I paused, not knowing what to say. To indicate that dragons weren’t real would crush him. Plus, in my mind, I thought: why couldn’t they be real? In so many ways, reality is all about perception. If one thinks things are real, then they are real in their consequences—one sociologist liked to say. That’s what matters, then, perception of reality rather than reality itself.
But, at the same time, something about that line of argument felt strange to me, in this particular case.
I tried an in-between answer. “Well, yes, there are the komodo dragons. They’re very—”
“No,” he stopped me. “I mean, dragon dragons. Are they real?”
“At one time, people thought that they were real,” I said, still side-stepping his question.
“You mean, there are fossils?” he asked. His innocent stare was intense.
I decided to be straight with him. “Not really. Not the kind you’re thinking. You know, mythological means like old stories. People used to talk about dragons because they probably thought they were real, but—”
“They’re just made up creatures,” my oldest son jumped into the conversation with a matter-of-fact tone.
“Really?” my six year-old son said sadly, still looking at me.
I nodded slowly with a commiserating face.
The dragonologist suddenly shut the book about dragons and, for the next two weeks, wouldn’t have anything to do with them. He wouldn’t talk about them or draw them or pretend to be them. He only moped around the house, looking down at the ground most of the time. I felt as if I had taken the life force out of him.
Thankfully, after that, though, little by little he opened up one book on dragons after another, until now at the age of seven he is all about dragons again. The other week he talked non-stop to his friend about the many different kinds of dragons there are—names that I can’t even pronounce.

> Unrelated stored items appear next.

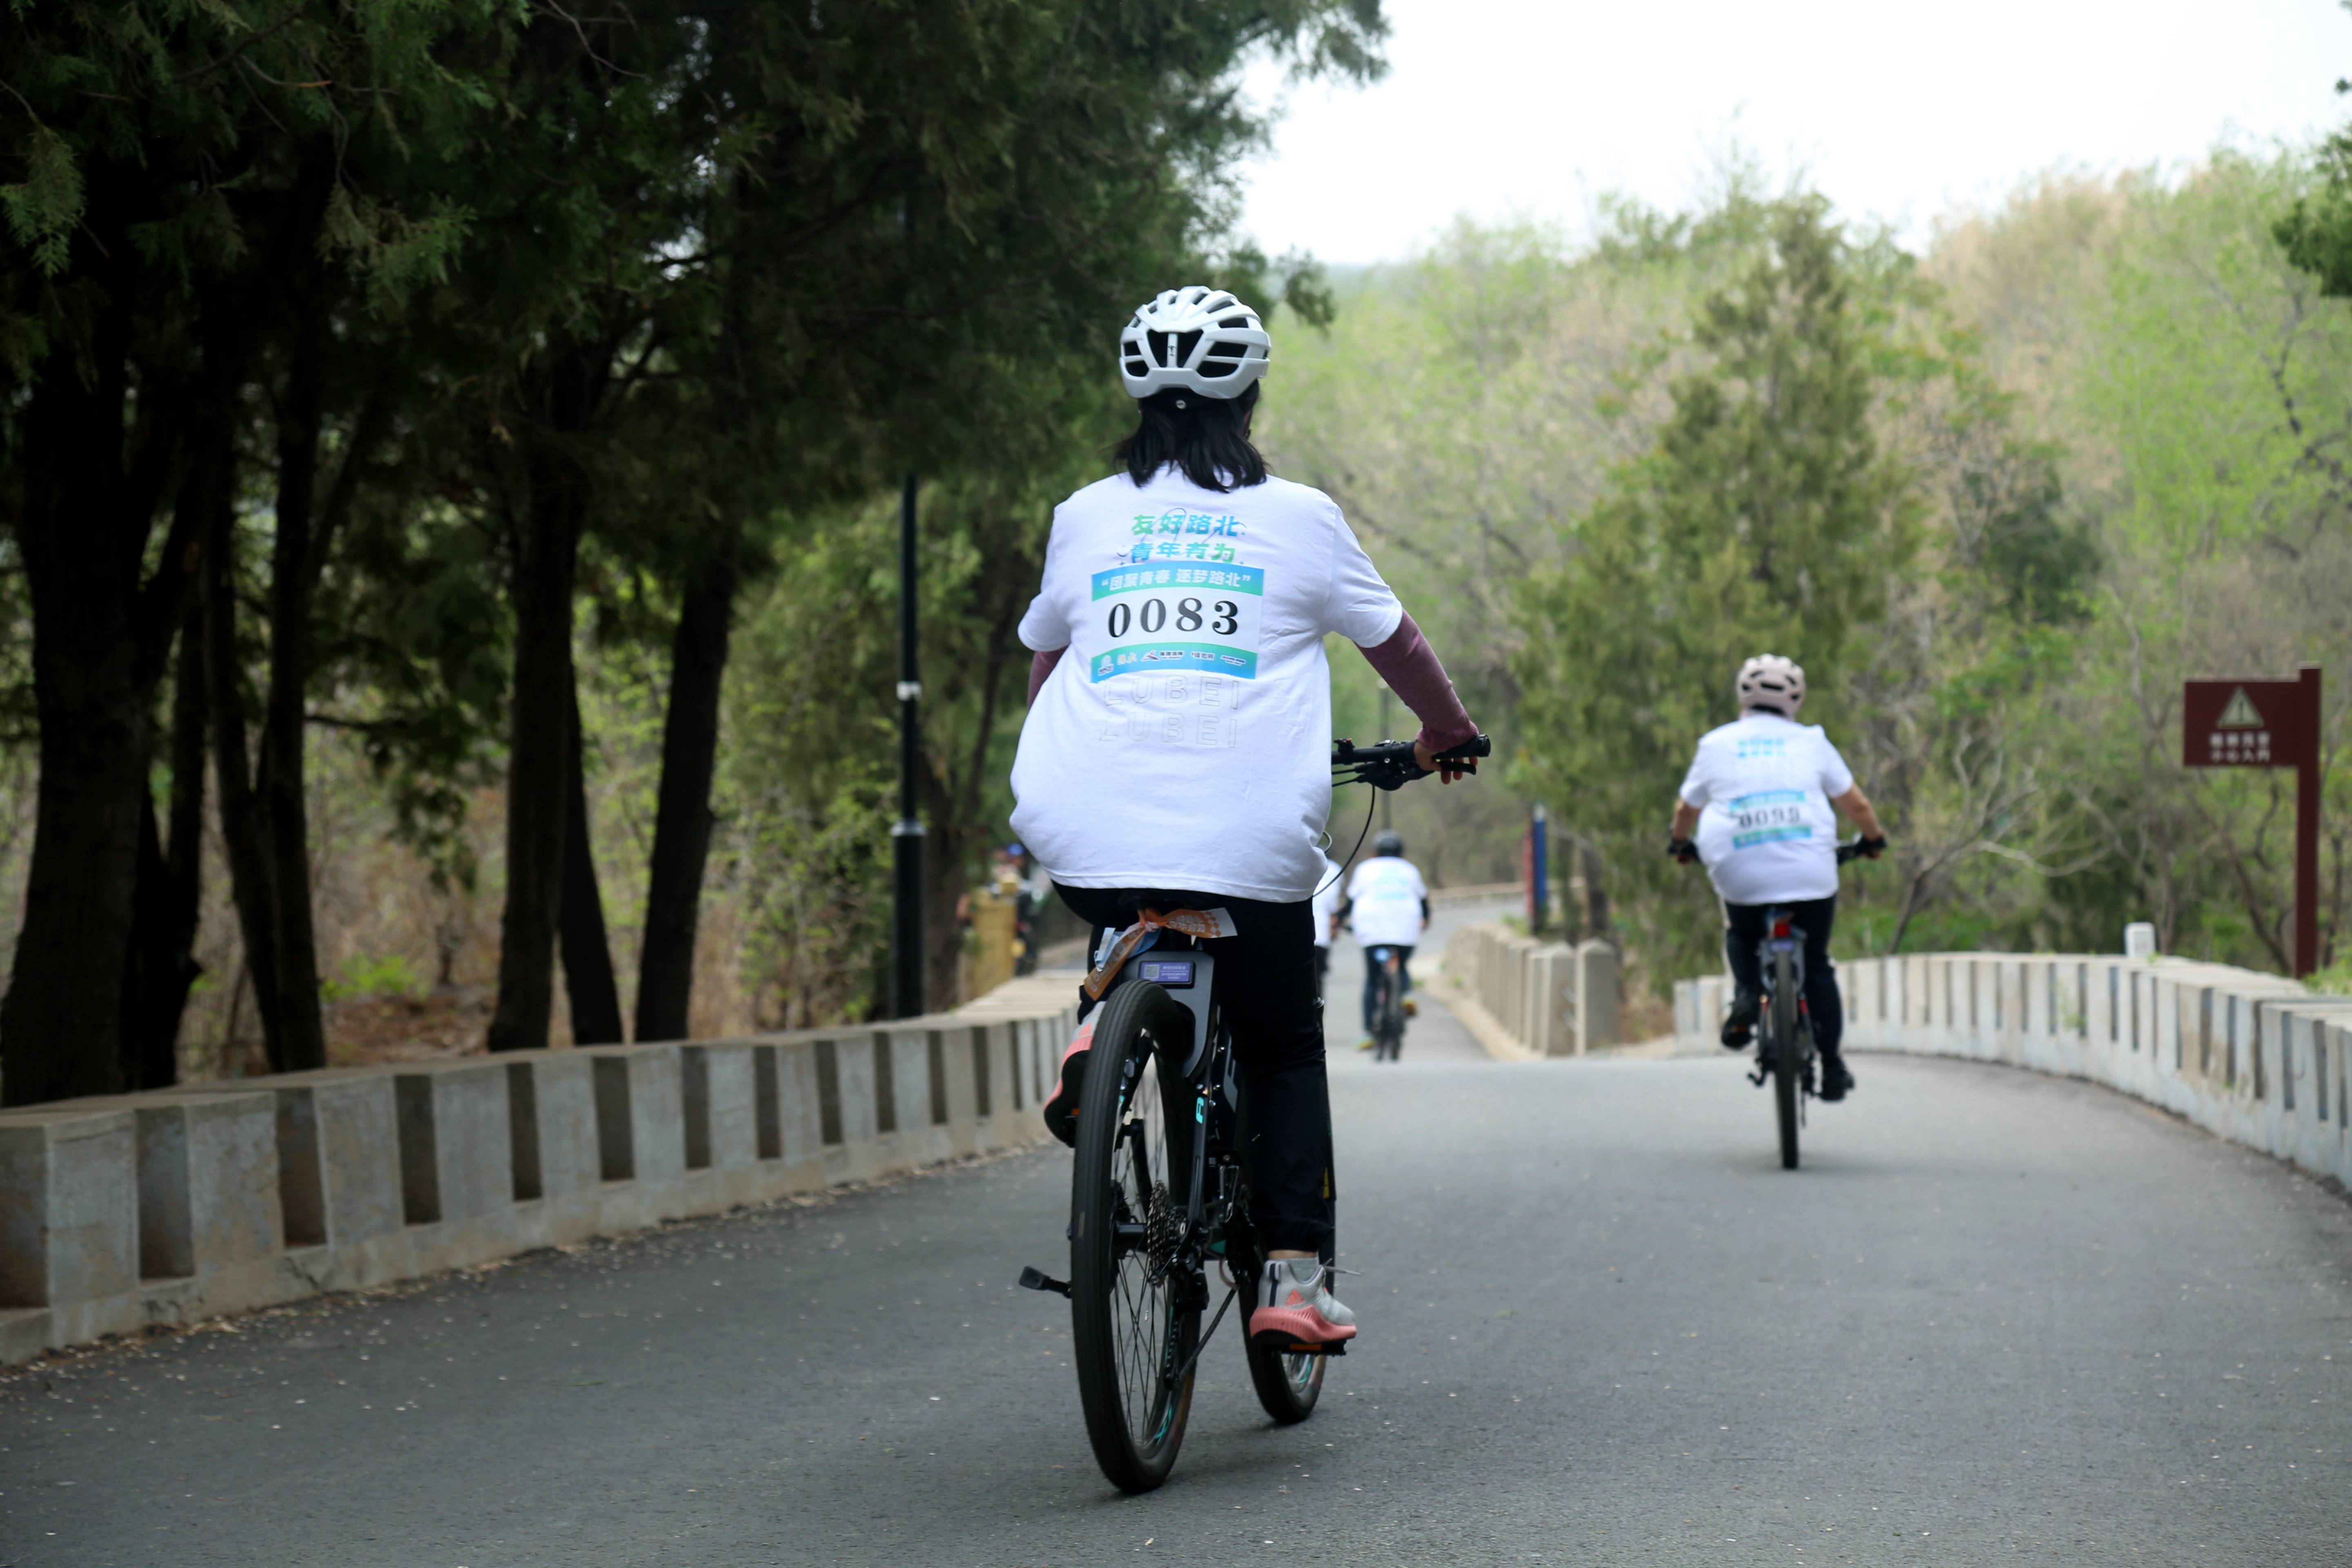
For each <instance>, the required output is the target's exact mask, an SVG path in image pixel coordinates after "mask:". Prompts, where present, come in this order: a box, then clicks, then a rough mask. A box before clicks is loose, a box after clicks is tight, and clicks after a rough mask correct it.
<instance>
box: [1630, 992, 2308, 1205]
mask: <svg viewBox="0 0 2352 1568" xmlns="http://www.w3.org/2000/svg"><path fill="white" fill-rule="evenodd" d="M1837 976H1839V983H1842V992H1844V1001H1846V1044H1849V1046H1853V1048H1860V1051H1905V1053H1915V1056H1962V1058H1973V1060H1990V1063H2009V1065H2013V1067H2032V1070H2037V1072H2051V1074H2060V1077H2072V1079H2089V1081H2093V1084H2107V1086H2110V1088H2119V1091H2122V1093H2129V1095H2133V1098H2138V1100H2147V1103H2150V1105H2161V1107H2164V1110H2169V1112H2176V1114H2180V1117H2185V1119H2190V1121H2194V1124H2197V1126H2201V1128H2206V1131H2211V1133H2216V1135H2220V1138H2230V1140H2232V1143H2241V1145H2246V1147H2253V1150H2260V1152H2265V1154H2274V1157H2277V1159H2286V1161H2291V1164H2296V1166H2303V1168H2305V1171H2314V1173H2321V1175H2333V1178H2336V1180H2343V1182H2352V1121H2347V1117H2352V1081H2347V1070H2352V997H2328V994H2314V992H2310V990H2305V987H2303V985H2298V983H2296V980H2284V978H2279V976H2265V973H2258V971H2251V969H2232V966H2227V964H2199V961H2192V959H2166V957H2159V959H2124V957H2117V954H2065V952H2060V954H2020V952H1922V954H1903V957H1884V959H1844V961H1839V966H1837ZM1729 985H1731V983H1729V980H1726V978H1722V976H1708V978H1703V980H1679V983H1677V985H1675V1030H1677V1034H1684V1037H1686V1039H1691V1041H1712V1039H1715V1034H1717V1030H1719V1027H1722V1020H1724V1011H1726V1009H1729Z"/></svg>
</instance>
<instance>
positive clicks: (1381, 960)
mask: <svg viewBox="0 0 2352 1568" xmlns="http://www.w3.org/2000/svg"><path fill="white" fill-rule="evenodd" d="M1364 961H1367V964H1371V966H1374V969H1371V1060H1376V1063H1395V1060H1402V1058H1404V954H1399V952H1397V950H1395V947H1390V945H1388V943H1381V945H1376V947H1367V950H1364Z"/></svg>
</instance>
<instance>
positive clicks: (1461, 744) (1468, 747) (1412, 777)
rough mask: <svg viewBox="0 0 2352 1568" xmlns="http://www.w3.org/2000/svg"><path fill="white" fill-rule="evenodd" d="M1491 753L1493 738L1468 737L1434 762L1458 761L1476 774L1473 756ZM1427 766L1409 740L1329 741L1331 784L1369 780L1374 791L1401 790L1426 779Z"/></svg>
mask: <svg viewBox="0 0 2352 1568" xmlns="http://www.w3.org/2000/svg"><path fill="white" fill-rule="evenodd" d="M1491 755H1494V741H1491V738H1486V736H1472V738H1468V741H1463V743H1461V745H1456V748H1454V750H1446V752H1437V762H1458V764H1463V769H1461V771H1463V773H1477V759H1479V757H1491ZM1428 776H1430V769H1425V766H1421V762H1418V759H1416V757H1414V743H1411V741H1381V743H1376V745H1357V743H1355V741H1334V743H1331V783H1369V785H1371V788H1374V790H1402V788H1404V785H1409V783H1414V780H1416V778H1428Z"/></svg>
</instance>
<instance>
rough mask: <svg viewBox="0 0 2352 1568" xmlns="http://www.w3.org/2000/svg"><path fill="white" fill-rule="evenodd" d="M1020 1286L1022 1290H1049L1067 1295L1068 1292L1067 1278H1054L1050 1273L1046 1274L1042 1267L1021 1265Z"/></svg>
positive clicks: (1069, 1292) (1067, 1282)
mask: <svg viewBox="0 0 2352 1568" xmlns="http://www.w3.org/2000/svg"><path fill="white" fill-rule="evenodd" d="M1021 1288H1023V1291H1051V1293H1054V1295H1068V1293H1070V1281H1068V1279H1054V1276H1051V1274H1047V1272H1042V1269H1035V1267H1023V1269H1021Z"/></svg>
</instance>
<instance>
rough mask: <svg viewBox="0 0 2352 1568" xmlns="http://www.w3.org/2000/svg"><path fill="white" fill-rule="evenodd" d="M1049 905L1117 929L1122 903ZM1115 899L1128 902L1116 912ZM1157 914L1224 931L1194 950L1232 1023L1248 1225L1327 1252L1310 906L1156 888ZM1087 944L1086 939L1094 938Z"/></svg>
mask: <svg viewBox="0 0 2352 1568" xmlns="http://www.w3.org/2000/svg"><path fill="white" fill-rule="evenodd" d="M1054 889H1056V891H1058V893H1061V900H1063V903H1065V905H1070V910H1073V912H1075V914H1077V917H1080V919H1082V922H1087V924H1089V926H1098V929H1101V926H1112V929H1120V931H1124V929H1127V926H1131V924H1134V922H1136V917H1134V900H1131V896H1129V893H1120V891H1117V889H1068V886H1061V884H1054ZM1122 898H1127V900H1129V907H1124V910H1122V907H1120V900H1122ZM1152 907H1160V910H1225V912H1230V914H1232V926H1235V933H1232V936H1221V938H1211V940H1207V943H1202V947H1207V950H1209V952H1211V954H1216V985H1218V994H1221V997H1223V1001H1225V1018H1230V1020H1232V1058H1235V1067H1237V1070H1240V1079H1242V1164H1244V1171H1247V1175H1249V1220H1251V1225H1256V1229H1258V1241H1261V1244H1263V1246H1265V1248H1268V1251H1277V1253H1279V1251H1298V1253H1319V1255H1324V1258H1329V1255H1331V1251H1329V1248H1331V1218H1334V1215H1331V1201H1334V1197H1336V1182H1334V1178H1331V1086H1329V1079H1327V1077H1324V1056H1322V987H1319V983H1317V976H1315V910H1312V907H1310V905H1308V903H1305V900H1298V903H1261V900H1256V898H1228V896H1225V893H1183V891H1164V893H1155V896H1152ZM1096 945H1098V943H1096Z"/></svg>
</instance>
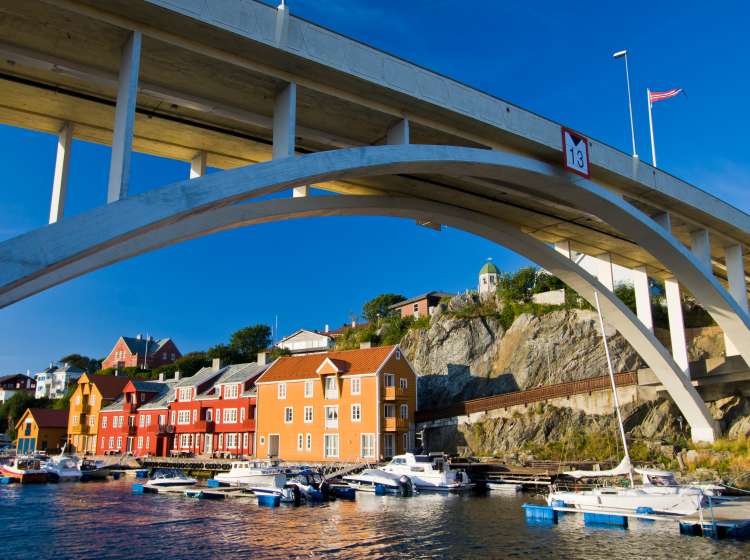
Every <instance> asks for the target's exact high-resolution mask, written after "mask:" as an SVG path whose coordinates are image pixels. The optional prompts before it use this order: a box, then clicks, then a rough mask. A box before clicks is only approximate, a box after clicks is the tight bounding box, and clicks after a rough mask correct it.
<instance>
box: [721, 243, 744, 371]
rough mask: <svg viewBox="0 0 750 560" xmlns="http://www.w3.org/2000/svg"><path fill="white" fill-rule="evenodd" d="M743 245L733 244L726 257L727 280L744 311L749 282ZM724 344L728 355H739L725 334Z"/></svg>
mask: <svg viewBox="0 0 750 560" xmlns="http://www.w3.org/2000/svg"><path fill="white" fill-rule="evenodd" d="M743 256H744V255H743V251H742V245H731V246H729V247H726V248H725V249H724V259H725V262H726V265H727V280H728V283H729V293H730V295H731V296H732V297H733V298H734V299H735V300H736V301H737V303H738V304H739V306H740V307H741V308H742V310H743V311H747V310H748V306H747V282H746V281H745V262H744V260H743ZM724 345H725V346H726V355H727V356H737V355H739V354H740V351H739V350H738V349H737V347H736V346H735V345H734V344H733V343H732V341H731V340H729V338H728V337H727V336H726V335H725V336H724Z"/></svg>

So, when my two boys got into a debate recently about whether dragons are real or not—my oldest son looking at me with his hands confidently positioned on his hips and my dragonologist staring at me with a tight-lipped grin—I did not hesitate to say, “Of course, they’re real. There just aren’t many of them left and they’re really hard to see because they’re magic.”
“There went one,” my youngest son said cheerfully, pointing behind me. “Ah, you missed him.” He chuckled. “There goes another one,” he said. I turned my head to spot the second dragon. “You missed that one, too,” he laughed.
He bounded off happily into the backyard, no doubt to fly with the dragons.
I glanced at my oldest son, who was still standing there with his hands on his hips. He flashed me a kind smile and gave me a nod of understanding.
Imagination offers great meaning and joy in life.